Of course, he did say that in the absence of the Congress President, a four-member committee would look after the party’s day-to-day affairs. As named, the four were Defence Minister AK Antony, the party president’s political secretary Ahmed Patel, Congress General Secretary Rahul Gandhi, and Dwivedi himself. Noteworthy, here, was Rahul’s inclusion.
So far, Rahul’s role in the party—on paper—has been limited to steering the Indian Youth Congress and National Students’ Union of India. And given how active these wings have become since he took charge, it is clearly a full-time job. Also, Rahul himself has insisted that he wants to focus on this, and seeks neither a bigger role in the party nor a ministerial berth. Neither Sonia nor Prime Minister Manmohan Singh, by their own admission, have been able to convince him to join the Cabinet or take up a greater role in the party. Yet, Dwivedi’s announcement only seemed to confirm what everyone has long expected: that Rahul will be the party’s next president. Ever since he declared he was entering politics in 2004, party leaders have been crying themselves hoarse that he lead the Congress. Could this, finally, be a sign that he is ready? Does he have a choice?

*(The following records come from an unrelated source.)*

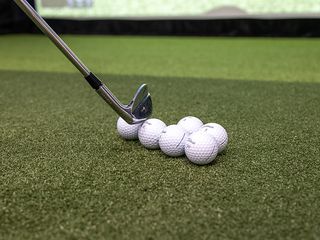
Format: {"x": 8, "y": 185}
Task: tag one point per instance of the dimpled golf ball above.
{"x": 126, "y": 130}
{"x": 201, "y": 148}
{"x": 149, "y": 133}
{"x": 218, "y": 132}
{"x": 172, "y": 140}
{"x": 190, "y": 124}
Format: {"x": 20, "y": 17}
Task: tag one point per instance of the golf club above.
{"x": 139, "y": 108}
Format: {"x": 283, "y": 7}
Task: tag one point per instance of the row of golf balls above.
{"x": 200, "y": 143}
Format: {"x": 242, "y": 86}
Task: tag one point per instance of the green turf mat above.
{"x": 293, "y": 60}
{"x": 65, "y": 173}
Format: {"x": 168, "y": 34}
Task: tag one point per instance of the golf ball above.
{"x": 172, "y": 140}
{"x": 149, "y": 133}
{"x": 218, "y": 132}
{"x": 126, "y": 130}
{"x": 201, "y": 148}
{"x": 190, "y": 124}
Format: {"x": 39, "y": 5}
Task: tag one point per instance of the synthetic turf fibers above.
{"x": 66, "y": 174}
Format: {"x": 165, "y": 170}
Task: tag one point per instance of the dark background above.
{"x": 12, "y": 20}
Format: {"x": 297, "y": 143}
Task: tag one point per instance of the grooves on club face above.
{"x": 141, "y": 104}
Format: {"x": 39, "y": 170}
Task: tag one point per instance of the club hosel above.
{"x": 114, "y": 103}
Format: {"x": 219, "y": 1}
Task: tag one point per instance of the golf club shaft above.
{"x": 94, "y": 82}
{"x": 47, "y": 30}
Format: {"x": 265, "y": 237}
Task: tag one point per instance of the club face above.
{"x": 141, "y": 105}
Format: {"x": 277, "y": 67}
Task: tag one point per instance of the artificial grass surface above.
{"x": 65, "y": 173}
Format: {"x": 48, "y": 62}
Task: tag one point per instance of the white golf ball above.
{"x": 190, "y": 124}
{"x": 201, "y": 148}
{"x": 126, "y": 130}
{"x": 218, "y": 132}
{"x": 149, "y": 133}
{"x": 172, "y": 140}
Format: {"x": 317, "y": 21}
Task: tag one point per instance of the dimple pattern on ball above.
{"x": 201, "y": 148}
{"x": 218, "y": 132}
{"x": 172, "y": 140}
{"x": 127, "y": 131}
{"x": 149, "y": 133}
{"x": 190, "y": 124}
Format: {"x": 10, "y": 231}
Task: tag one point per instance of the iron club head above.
{"x": 138, "y": 110}
{"x": 141, "y": 104}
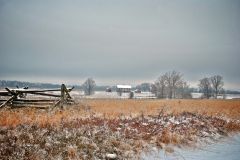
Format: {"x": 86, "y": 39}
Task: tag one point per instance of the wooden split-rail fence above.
{"x": 18, "y": 97}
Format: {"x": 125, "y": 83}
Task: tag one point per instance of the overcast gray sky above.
{"x": 119, "y": 41}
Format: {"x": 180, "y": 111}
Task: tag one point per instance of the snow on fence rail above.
{"x": 18, "y": 97}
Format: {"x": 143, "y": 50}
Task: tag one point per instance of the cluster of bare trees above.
{"x": 171, "y": 85}
{"x": 88, "y": 86}
{"x": 144, "y": 86}
{"x": 212, "y": 86}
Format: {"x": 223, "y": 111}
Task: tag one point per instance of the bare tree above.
{"x": 88, "y": 86}
{"x": 172, "y": 78}
{"x": 183, "y": 90}
{"x": 217, "y": 84}
{"x": 145, "y": 86}
{"x": 205, "y": 86}
{"x": 160, "y": 87}
{"x": 171, "y": 85}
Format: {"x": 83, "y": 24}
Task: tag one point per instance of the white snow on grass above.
{"x": 227, "y": 149}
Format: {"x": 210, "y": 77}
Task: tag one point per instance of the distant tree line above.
{"x": 171, "y": 85}
{"x": 211, "y": 87}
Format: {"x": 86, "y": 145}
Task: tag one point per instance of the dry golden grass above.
{"x": 118, "y": 108}
{"x": 77, "y": 125}
{"x": 215, "y": 107}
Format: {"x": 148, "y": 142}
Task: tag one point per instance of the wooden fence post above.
{"x": 62, "y": 97}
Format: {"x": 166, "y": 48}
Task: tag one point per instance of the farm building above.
{"x": 137, "y": 91}
{"x": 123, "y": 88}
{"x": 109, "y": 89}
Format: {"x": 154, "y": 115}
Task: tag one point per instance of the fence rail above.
{"x": 18, "y": 97}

Is this the beginning of a long-awaited transition? Just how serious is Sonia’s condition if the surgery could not wait for the Monsoon session, in which the important Lokpal and Land Acquisition bills—and perhaps other legislation on food security and so on—were to come up? These were some of the obvious questions that journalists asked of Dwivedi, but he did not part with any further information.

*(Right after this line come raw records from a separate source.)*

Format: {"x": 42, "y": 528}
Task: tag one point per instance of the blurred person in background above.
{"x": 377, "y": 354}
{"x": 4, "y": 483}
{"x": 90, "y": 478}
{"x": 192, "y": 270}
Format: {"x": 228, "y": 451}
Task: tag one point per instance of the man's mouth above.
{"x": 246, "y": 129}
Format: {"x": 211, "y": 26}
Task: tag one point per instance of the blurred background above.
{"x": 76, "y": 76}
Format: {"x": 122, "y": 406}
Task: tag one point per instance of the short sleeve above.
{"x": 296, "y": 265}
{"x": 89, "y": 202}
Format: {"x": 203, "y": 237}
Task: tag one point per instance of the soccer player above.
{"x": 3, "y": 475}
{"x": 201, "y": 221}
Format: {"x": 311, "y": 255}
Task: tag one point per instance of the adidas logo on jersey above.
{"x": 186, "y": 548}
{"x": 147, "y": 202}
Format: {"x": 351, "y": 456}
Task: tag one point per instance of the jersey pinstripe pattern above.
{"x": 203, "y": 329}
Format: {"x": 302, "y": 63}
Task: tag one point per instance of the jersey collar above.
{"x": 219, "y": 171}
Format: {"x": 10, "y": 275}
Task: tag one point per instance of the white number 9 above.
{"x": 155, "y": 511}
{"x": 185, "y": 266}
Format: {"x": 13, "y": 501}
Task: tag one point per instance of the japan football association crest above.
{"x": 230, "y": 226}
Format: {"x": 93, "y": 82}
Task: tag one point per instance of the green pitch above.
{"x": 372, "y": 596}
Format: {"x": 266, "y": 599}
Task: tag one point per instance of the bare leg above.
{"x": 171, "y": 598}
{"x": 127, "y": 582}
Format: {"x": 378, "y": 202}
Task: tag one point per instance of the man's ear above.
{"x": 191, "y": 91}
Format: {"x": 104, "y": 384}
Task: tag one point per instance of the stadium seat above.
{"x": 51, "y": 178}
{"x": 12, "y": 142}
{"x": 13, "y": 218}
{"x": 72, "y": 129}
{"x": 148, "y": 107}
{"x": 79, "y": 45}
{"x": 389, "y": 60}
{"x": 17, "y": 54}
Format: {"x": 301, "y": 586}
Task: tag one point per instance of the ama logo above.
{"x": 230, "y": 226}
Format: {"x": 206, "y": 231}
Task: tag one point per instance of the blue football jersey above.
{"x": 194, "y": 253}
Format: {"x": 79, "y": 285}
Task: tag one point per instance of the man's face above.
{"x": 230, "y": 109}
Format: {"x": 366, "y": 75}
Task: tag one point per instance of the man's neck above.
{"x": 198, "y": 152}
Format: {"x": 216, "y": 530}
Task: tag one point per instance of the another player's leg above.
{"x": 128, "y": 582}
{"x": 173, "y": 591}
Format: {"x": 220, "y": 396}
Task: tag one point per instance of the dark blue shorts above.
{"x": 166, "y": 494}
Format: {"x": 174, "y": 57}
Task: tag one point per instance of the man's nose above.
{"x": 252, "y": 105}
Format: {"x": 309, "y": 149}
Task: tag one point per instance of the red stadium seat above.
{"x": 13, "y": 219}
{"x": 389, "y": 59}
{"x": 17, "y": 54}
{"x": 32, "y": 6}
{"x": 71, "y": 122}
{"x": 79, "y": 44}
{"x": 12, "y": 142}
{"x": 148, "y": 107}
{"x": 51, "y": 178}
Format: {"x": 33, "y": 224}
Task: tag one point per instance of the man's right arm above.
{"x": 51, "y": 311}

Later in the day, his subordinate in the media cell, party spokesperson Manish Tewari did the same. Only, he found a dozen different ways to say that he had nothing more to add to what Dwivedi had said. The committee formed to look after party affairs in Sonia’s absence, Tewari said, had its seniormost leaders—with “several years” of experience in the party. Apparently, he forgot that Rahul has formally spent less than a decade in the Congress, and has thus far been the party’s ‘face of the youth’. Thankfully, Tewari did acknowledge that the media’s curiosity about the UPA chairperson’s health was understandable “since she is a public figure”. However, he was categorical, her privacy needed to be respected. What he doesn’t understand is that Sonia Gandhi is not a ‘celebrity’ like Rajinikanth or Amitabh Bachchan, whose health would worry only her fans. She leads the country’s ruling party and heads the coalition that runs the Government. In 2004, when she chose not to assume prime ministership, she also chose who would be the PM instead. Seven years later, Manmohan Singh is still the PM because he has her confidence. The media and electorate are quite clear about Sonia’s role in leading the country. For this reason, it is important for them to know the status of her health. It has a bearing on the leadership of the ruling party and the way this country is governed, which in turn affects every citizen of India. Even the non-Congress voter. This is a democracy, and a top leader’s health cannot be a state secret.